Unanswered: Easing server load for many-record queries
Hi, I'm thinking of starting a new website where people submit their own ratings of products. For example, users would give ratings of 8/10 or something.
Then I'd want to calculate averages of all the submitted ratings. But if there are thousands of ratings, won't it be lots of load on the server to calculate averages of thousands of records?
Is there a less load-intensive method of this?
I was thinking maybe having another table that holds the accumulated total of ratings. So if there are 5 people who rate the product, say their ratings are 9, 10, 10, 9, 8, then this other table will store the cumulative total (9+10+10+9+8) and the number of ratings (5). Then when I want to calculate the average, it will be easy on the server. Except every time someone adds a rating, I have to add that to the cumulative total, and the number of ratings.

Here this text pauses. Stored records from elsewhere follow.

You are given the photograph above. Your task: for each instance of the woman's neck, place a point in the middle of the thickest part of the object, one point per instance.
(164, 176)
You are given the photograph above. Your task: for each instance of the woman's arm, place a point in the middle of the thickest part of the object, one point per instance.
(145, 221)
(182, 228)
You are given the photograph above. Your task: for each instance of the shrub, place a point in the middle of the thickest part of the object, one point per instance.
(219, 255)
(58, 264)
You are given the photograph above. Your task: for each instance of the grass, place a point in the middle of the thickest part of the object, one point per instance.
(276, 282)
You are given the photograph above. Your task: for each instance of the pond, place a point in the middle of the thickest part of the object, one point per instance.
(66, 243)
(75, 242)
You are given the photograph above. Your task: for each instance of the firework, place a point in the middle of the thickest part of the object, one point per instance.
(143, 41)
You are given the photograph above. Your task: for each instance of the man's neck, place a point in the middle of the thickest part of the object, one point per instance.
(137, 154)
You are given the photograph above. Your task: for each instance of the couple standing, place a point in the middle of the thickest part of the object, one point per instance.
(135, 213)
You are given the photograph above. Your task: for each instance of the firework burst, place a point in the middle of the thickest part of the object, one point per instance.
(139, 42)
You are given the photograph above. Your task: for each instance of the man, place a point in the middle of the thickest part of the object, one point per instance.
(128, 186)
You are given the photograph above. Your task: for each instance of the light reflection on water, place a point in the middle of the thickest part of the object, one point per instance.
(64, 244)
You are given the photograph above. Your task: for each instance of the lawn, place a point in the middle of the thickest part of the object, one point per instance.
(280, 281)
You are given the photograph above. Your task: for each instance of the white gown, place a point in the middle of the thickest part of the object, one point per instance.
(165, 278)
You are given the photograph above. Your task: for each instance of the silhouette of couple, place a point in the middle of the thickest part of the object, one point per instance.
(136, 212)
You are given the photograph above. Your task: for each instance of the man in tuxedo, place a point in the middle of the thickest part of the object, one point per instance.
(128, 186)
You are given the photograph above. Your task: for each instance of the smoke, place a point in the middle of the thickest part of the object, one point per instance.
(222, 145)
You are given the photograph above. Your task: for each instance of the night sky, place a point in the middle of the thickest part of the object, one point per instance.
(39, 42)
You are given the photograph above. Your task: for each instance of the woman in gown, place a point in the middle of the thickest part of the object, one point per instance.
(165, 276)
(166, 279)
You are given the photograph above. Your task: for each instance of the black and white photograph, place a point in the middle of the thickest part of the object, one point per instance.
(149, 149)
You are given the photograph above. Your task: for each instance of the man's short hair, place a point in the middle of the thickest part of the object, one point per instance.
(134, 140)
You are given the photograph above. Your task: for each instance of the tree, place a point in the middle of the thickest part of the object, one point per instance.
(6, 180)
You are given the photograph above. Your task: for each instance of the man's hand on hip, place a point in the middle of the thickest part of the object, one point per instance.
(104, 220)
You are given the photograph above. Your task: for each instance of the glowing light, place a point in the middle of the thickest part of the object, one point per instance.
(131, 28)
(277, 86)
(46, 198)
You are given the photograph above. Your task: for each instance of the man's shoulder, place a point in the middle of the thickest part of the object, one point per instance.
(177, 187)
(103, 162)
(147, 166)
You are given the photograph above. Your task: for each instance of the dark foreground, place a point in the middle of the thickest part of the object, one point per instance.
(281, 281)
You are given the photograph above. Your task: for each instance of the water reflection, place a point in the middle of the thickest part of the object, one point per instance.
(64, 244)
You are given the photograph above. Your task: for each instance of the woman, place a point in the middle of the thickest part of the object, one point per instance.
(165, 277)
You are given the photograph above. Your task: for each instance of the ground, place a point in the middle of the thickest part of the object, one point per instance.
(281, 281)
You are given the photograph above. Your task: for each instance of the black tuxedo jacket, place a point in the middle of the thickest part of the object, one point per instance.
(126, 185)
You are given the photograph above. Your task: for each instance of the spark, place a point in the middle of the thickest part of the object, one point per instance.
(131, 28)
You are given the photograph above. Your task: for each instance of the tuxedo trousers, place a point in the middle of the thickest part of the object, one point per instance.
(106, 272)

Is that a viable solution? Is there a better way?
Thank you very much for any guidance you can offer. I'm new to database design.
But querying around 10,000 records for one page isn't heavy on the server?

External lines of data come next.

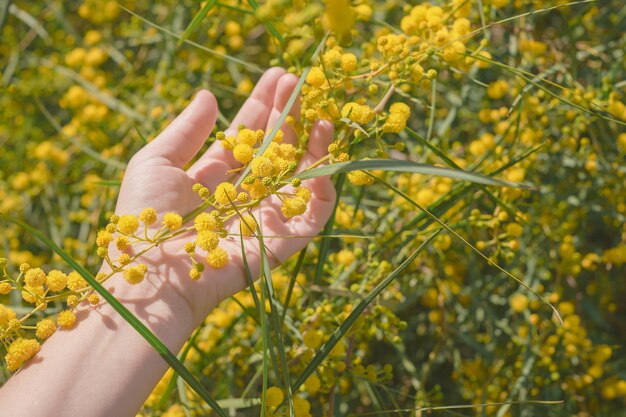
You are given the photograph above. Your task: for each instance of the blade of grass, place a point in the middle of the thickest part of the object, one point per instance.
(172, 382)
(268, 25)
(406, 166)
(328, 230)
(292, 99)
(260, 304)
(426, 410)
(252, 67)
(150, 337)
(195, 22)
(357, 311)
(482, 255)
(276, 323)
(292, 282)
(4, 11)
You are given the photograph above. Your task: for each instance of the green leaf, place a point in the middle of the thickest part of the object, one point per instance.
(195, 22)
(150, 337)
(357, 311)
(406, 166)
(462, 239)
(286, 110)
(249, 65)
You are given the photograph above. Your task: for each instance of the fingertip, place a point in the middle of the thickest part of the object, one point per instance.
(286, 84)
(321, 136)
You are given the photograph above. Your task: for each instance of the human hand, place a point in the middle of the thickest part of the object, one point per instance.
(156, 178)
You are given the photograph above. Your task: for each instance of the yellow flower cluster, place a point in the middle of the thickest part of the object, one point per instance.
(396, 120)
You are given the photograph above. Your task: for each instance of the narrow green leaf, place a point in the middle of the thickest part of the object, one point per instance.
(4, 12)
(324, 248)
(286, 110)
(275, 321)
(249, 65)
(195, 22)
(461, 238)
(428, 410)
(357, 311)
(150, 337)
(406, 166)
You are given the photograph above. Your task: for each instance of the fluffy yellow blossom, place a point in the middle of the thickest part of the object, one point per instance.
(20, 351)
(217, 258)
(346, 257)
(93, 299)
(127, 224)
(225, 193)
(45, 328)
(395, 123)
(293, 206)
(518, 302)
(135, 274)
(32, 294)
(312, 384)
(400, 108)
(497, 89)
(348, 62)
(262, 166)
(172, 221)
(148, 216)
(103, 238)
(340, 17)
(256, 189)
(66, 319)
(358, 113)
(207, 240)
(312, 339)
(122, 243)
(174, 411)
(6, 315)
(56, 280)
(247, 137)
(316, 77)
(75, 282)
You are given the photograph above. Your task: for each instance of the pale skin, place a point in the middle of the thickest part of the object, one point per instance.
(103, 367)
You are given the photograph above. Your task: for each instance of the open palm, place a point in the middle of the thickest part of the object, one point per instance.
(156, 178)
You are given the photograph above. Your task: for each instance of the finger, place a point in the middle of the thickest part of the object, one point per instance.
(183, 138)
(210, 168)
(284, 89)
(320, 138)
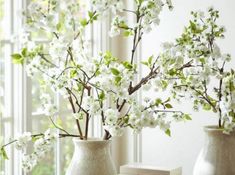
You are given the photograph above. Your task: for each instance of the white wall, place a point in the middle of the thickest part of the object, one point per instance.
(187, 138)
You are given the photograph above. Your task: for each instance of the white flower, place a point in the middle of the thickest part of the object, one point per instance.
(111, 116)
(229, 127)
(28, 162)
(115, 131)
(22, 140)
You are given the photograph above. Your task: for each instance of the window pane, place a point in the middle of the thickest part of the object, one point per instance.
(46, 166)
(5, 19)
(67, 143)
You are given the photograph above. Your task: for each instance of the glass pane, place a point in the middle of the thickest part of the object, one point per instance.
(67, 143)
(1, 103)
(46, 166)
(5, 16)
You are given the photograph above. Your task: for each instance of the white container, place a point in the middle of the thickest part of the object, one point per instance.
(217, 157)
(91, 157)
(142, 169)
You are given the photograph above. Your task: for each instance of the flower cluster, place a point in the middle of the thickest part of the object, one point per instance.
(196, 56)
(42, 144)
(66, 65)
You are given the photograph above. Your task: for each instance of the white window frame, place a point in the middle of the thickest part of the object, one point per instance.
(18, 86)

At what point should I start worrying about its load on the server, 10,000 records? 20,000?
Everything of course depends on the data volume, data size, hardware specs and your load. It is probably not a problem to do something like SELECT AVG(something) FROM whatever WHERE some_id=some_value, not even if there are thousands of rows that must be scanned each time the query runs. However, if you have a lot of different IDs (in your example, that would probably be product_id, so it depends on the number of products) and each of them have thousands of ratings, it might become a problem. In such a case, the server might need to read rows from disk often since it cannot cache them all. On the other hand, the problem might not be as big as you think. Consider a situation in which you have 500 products and 25,000 "ratings" for each product. The table simply holds pairs of (product, rating) values. Possibly you want a user id or something in there too, to enforce a maximum of one vote per user and product.
Okay, let's see:
The table contains (product, rating, user); product and user are BIGINTs (8 bytes each) and rating is TINYINT (1 byte). 17 bytes per row + some overhead. Say 50 bytes per row including indices. It's very likely that less space is required.
50 bytes x 500 products x 25,000 ratings per product = 600 MB. (I hope this is a correct answer; please correct me if not!) I think it's very likely that you can perform at least one SELECT AVG... query per second with such a setup and data volume on relatively modern hardware.
Originally Posted by bboy_vitasoy
And if it does become a problem, what are some standard solutions to this problem?
Well, as you suggested: summary tables. You would probably want to (or at least I would!) have triggers for inserts, deletes and updates to make sure that the summary table(s) is kept consistent at all times. If you have a high SELECT/INSERT ratio, summary tables are less costly than reading thousands of rows each time. Instead, the query simply finds a row by primary key and reads the "value" column – in almost no time at all.